On one production site our application(*) crashes repeatedly, but non-reproducibly. Analyzing the crash dumps clearly shows that it's a heap corruption: The crashes are at different location, but always access violations inside kernel32!HeapFree
/ntdll!RtlpLowFragHeapFree
. Win Dbg !analyze -v
also reports a heap corruption.
What we have tried so far is to run the application with the GFlags option Page Heap. The problem is that the memory overhead of Page Heap is such that the application won't operate anymore (hitting virtual memory limit for the 32 bit process).
So, we cannot use Page Heap. Which other flags would be useful to add so that we either
- get a crash at the corruption site
- or at least can get more info out of a crash dump that will eventually be generated when we crash in
HeapFree
?
We are currently trying out the flags:
- Enable heap tagging
- Enable heap tail checking
in the hopes that the next crash dump will contain some more information of what went wrong.
I considered these flags, but left them out for now:
- Enable heap parameter checking ... I would expect quite some overhead when the system checks every time a heap function is called
- Enable heap free checking ... not sure whether this would actually buy me anything
- Enable heap validation on call ... here even the docs warn of the high overhead
One problem I (also) have is that I'm unsure how these flags help when a memory corruption occurs. Page Heap obviously will generate an access violation when something writes into the guard pages, but how do the other flags operate?
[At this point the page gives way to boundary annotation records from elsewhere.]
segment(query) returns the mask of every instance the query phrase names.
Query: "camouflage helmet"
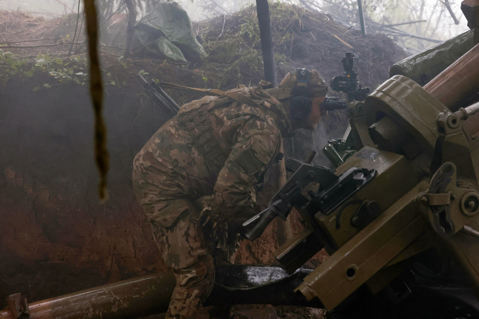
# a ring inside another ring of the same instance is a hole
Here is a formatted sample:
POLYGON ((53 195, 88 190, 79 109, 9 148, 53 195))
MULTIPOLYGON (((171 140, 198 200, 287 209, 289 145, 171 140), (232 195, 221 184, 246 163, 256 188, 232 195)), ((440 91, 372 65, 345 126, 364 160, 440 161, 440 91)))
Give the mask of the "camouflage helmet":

Do I have to run the app with Application Verifier for these other flags to help? Or will an exception be raised when the checking code detects something?
Which combination of these flags makes most sense so that the application can still run with OK performance and memory consumption in production?
(*) : It's a 32bit Windows desktop application in industrial automation. Running on Win7 64bit in this case (which it does just fine at a whole lot of other sites).